Deploying and verifying

The public key goes into the cluster as a secret:

1

kubectl -n flux-system create secret generic cosign-public-keys --from-file=cosign.pub

Then the OCIRepository pulls the artifact and verifies it, and a Kustomization applies what it produces. The verify block is the whole enforcement - without a passing signature, no artifact is exposed and the Kustomization has nothing to reconcile:

 1
 2
 3
 4
 5
 6
 7
 8
 9
10
11
12
13
14
15
16
17
18
19
20
21
22
23
24
25
26
27
28
29

apiVersion: source.toolkit.fluxcd.io/v1
kind: OCIRepository
metadata:
  name: oci-talos-app-foo
  namespace: flux-system
spec:
  interval: 5m
  url: oci://gitea.example.com/org/oci-talos-app-foo
  ref:
    tag: edge                 # homelab tracks the rolling tag; prod pins a digest or semver
  secretRef:
    name: gitea-auth          # registry pull credentials
  verify:
    provider: cosign
    secretRef:
      name: cosign-public-keys
---
apiVersion: kustomize.toolkit.fluxcd.io/v1
kind: Kustomization
metadata:
  name: oci-talos-app-foo
  namespace: flux-system
spec:
  interval: 10m
  sourceRef:
    kind: OCIRepository
    name: oci-talos-app-foo
  path: ./
  prune: true

The verification is offline - Flux checks the signature against the public key it holds, no call back to a registry or a transparency log. You can watch it work:

1
2
3

flux get sources oci -n flux-system
# NAME               READY   MESSAGE
# oci-talos-app-foo  True    verified signature of revision edge@sha256:1a2b3c…

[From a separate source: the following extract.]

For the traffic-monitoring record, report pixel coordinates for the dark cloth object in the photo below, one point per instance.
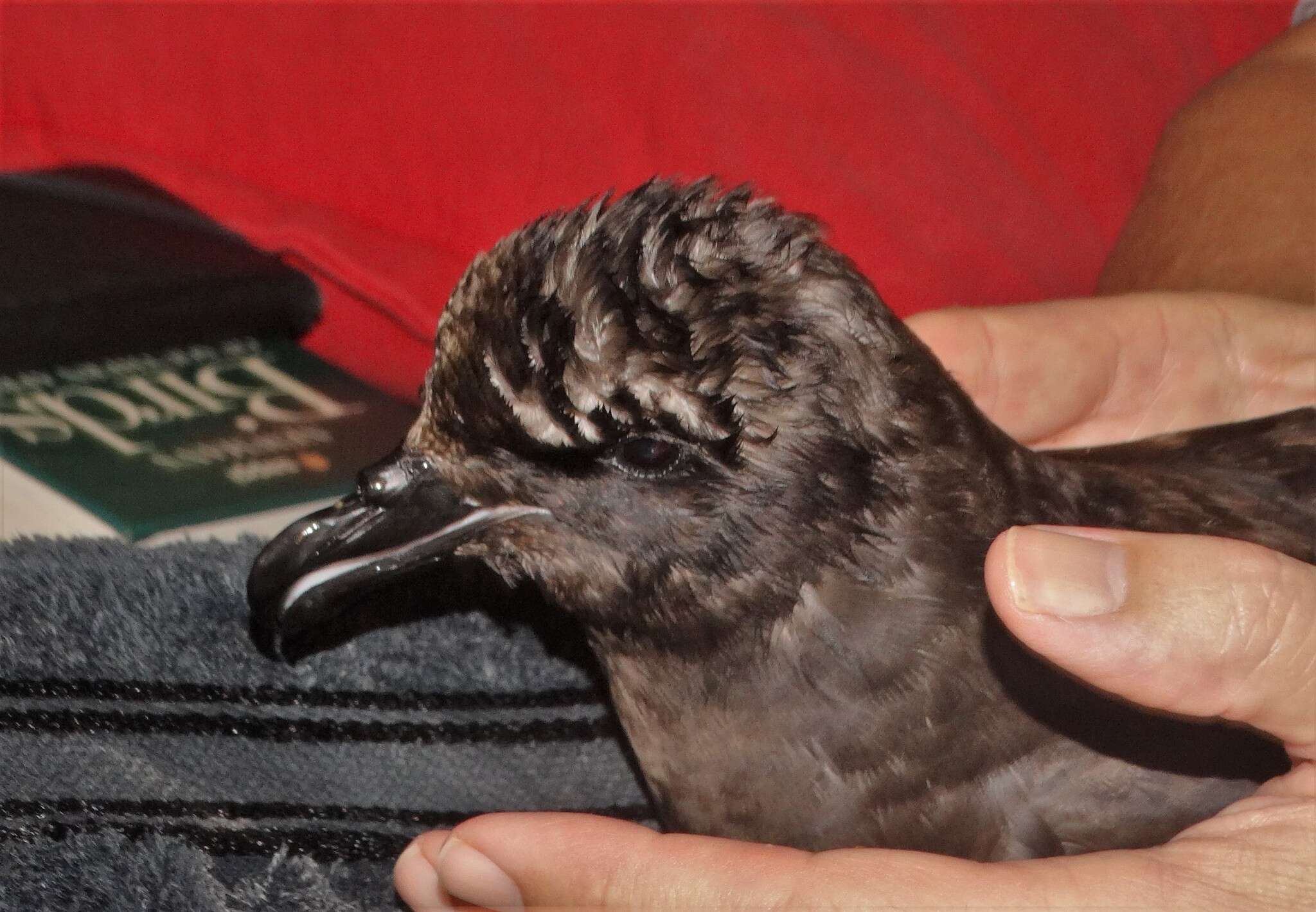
(96, 264)
(150, 758)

READY=True with a verified signature of revision message is the whole point made visible. To prove the gate is real, push an artifact signed with the wrong key, or none at all: the OCIRepository flips to NotReady with a verification error, and the Kustomization holds at the last good revision rather than rolling forward. It will not tear down what is already running - it simply refuses to advance to anything it cannot verify.

Where this leaves things

The result is a chain I can reason about. An artifact is identified by its bytes, carries the commit that produced it, is signed by a key I control, and is refused by the cluster unless that signature holds. Plain GitOps gave me “a commit exists”; this gives me “these exact, signed bytes are what is running, and here is the commit they came from.” For a self-hosted setup that is most of supply-chain security that I can realistically own, and the moving parts are a kustomize build, a flux push, and a cosign sign.

A note on cosign 3 and OCI 1.1

I sign with cosign 3, which stores the signature as an OCI 1.1 referrer artifact rather than the older sha256-<digest>.sig tag. On a current Flux and a current Gitea this is handled transparently - the signing command is unchanged and verification just works. I only flag it because the on-registry layout looks different from older write-ups, and a much older source-controller or registry would still expect the tag-based form. If you want to see where the signature landed, cosign tree <digest> shows it.